Garth Boesch

In the early 1940s, Toronto manager Conn Smythe started building what he determined would be a Stanley Cup championship caliber squad.

"Youth is the answer in this game. Only the kids have the drive, the fitness, and the ambition. Put the kids in with a few old guys who still like to win, and the combination is unbeatable." shared Smythe on his vision of success. And Smythe turned out to be right too. The Leafs became the first team in history to win the Cup three times in a row. The Leafs became hockey's first dynasty.

Among the kids Smythe added to the lineup was a steady blue liner named Garth Boesch. Smythe learned of Boesch almost by chance. The Leafs were in Montreal for a game when he overheard a Montreal sportscaster call Garth Boesch the best defensive prospect in all of Western Canada. Smythe soon headed to Saskatchewan to see him play. He was so impressed that he wound up signing him.

Boesch was a wheat farmer who served two years with the Royal Canadian Air Force during World War II. Born in Milestone, Saskatchewan in 1920, Boesch was originally a prospect of the New York Americans. However due conscription and war time travel restrictions, Boesch wasn't allowed to leave the country to attend New York's training camp.

Boesch joined the Leafs in 1946 after playing a year in the minors with the Pittsburgh Hornets of the AHL. Boesch, who was unique in that he was the only NHLer to regularly wear a moustache during the 1940s, would play 4 years with the Leafs and was an important cog in Toronto's three consecutive championships.

Boesch was partnered defensively with Bill Barilko.
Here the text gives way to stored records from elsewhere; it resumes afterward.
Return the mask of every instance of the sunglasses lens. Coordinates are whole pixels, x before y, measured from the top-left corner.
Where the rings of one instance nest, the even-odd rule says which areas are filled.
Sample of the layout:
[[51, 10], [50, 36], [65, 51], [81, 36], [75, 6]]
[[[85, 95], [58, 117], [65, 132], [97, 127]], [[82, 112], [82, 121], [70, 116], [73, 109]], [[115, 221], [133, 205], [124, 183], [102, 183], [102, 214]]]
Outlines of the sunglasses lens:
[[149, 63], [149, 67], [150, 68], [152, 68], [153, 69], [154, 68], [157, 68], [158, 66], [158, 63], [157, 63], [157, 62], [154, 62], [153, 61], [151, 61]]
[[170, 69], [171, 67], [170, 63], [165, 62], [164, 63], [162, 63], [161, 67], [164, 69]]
The two became famous for the "Maginot Line Knee Drop," as both players would simultaneously drop to their knees to blow enemy shots.
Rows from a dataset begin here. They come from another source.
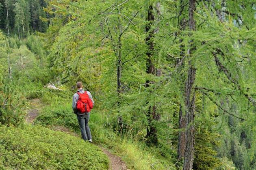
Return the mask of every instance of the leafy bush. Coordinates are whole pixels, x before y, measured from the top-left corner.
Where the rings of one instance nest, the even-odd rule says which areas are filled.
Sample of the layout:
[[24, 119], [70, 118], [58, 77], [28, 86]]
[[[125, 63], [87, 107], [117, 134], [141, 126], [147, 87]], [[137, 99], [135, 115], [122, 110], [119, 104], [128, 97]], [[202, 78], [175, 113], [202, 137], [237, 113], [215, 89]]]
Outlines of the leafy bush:
[[[46, 93], [42, 100], [47, 101], [48, 105], [41, 110], [34, 123], [47, 127], [62, 125], [79, 134], [80, 130], [76, 116], [72, 110], [72, 95], [69, 95], [69, 97], [67, 95], [65, 97], [64, 94], [64, 92], [57, 91]], [[107, 128], [106, 125], [110, 121], [109, 115], [106, 113], [105, 110], [97, 108], [91, 112], [89, 124], [94, 142], [115, 151], [132, 169], [175, 169], [172, 163], [174, 161], [171, 160], [172, 158], [163, 156], [159, 148], [149, 148], [143, 142], [128, 136], [122, 138]]]
[[107, 156], [82, 139], [45, 127], [0, 127], [0, 169], [107, 169]]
Boesch's career was short and sweet. Following the 1949-50 season Boesch had to return to the family farm. His father had passed away that summer and Garth had to return to "make some real money."
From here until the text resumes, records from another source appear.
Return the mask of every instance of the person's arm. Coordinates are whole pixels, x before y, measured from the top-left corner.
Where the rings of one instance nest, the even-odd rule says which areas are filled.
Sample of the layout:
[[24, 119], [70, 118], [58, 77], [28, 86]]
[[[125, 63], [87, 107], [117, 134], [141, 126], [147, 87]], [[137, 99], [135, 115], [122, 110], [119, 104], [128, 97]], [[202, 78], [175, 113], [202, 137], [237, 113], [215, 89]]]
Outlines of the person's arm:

Garth Boesch, who later lived near San Francisco, died in May of 1998. He was one of hockey's most underrated D-men in the history of the game. In fact Boesch is the perfect example of why Hockey's Greatest Legends exists. We feel the contributions of players from eras gone by should never be forgotten. You would be hard pressed today to find someone who knows who Garth Boesch was.

Hopefully now you know.


xrayspecs21 10:36 PM  

I am playing in a computer simulated progressive hockey league, and Garth Boesch is one of my defencemen. In season 2, my team won the President's
Trophy and lost a thrilling 7-game final. Boesch was second in the league in plus-minus (to teammate Glen Harmon). I never saw him play, but I am a Boesch fan!

Anonymous,  11:37 PM  

Thanks for the nice article :) The only thing I must take exception with is that you'd be hard pressed to find someone today who knows who Garth was, but that's likely because he was my Uncle Garth! Garth and my Grandpa were cousins and best friends, and they were hilarious together. Garth was a larger than life character and I truly appreciate your post about him.
Thanks again!

Anonymous,  10:46 AM  

I know exactly who Garth Boesch was. He was my Great Uncle! I make a point to tell my hockey fan friends about him. Always make me smile remembering him.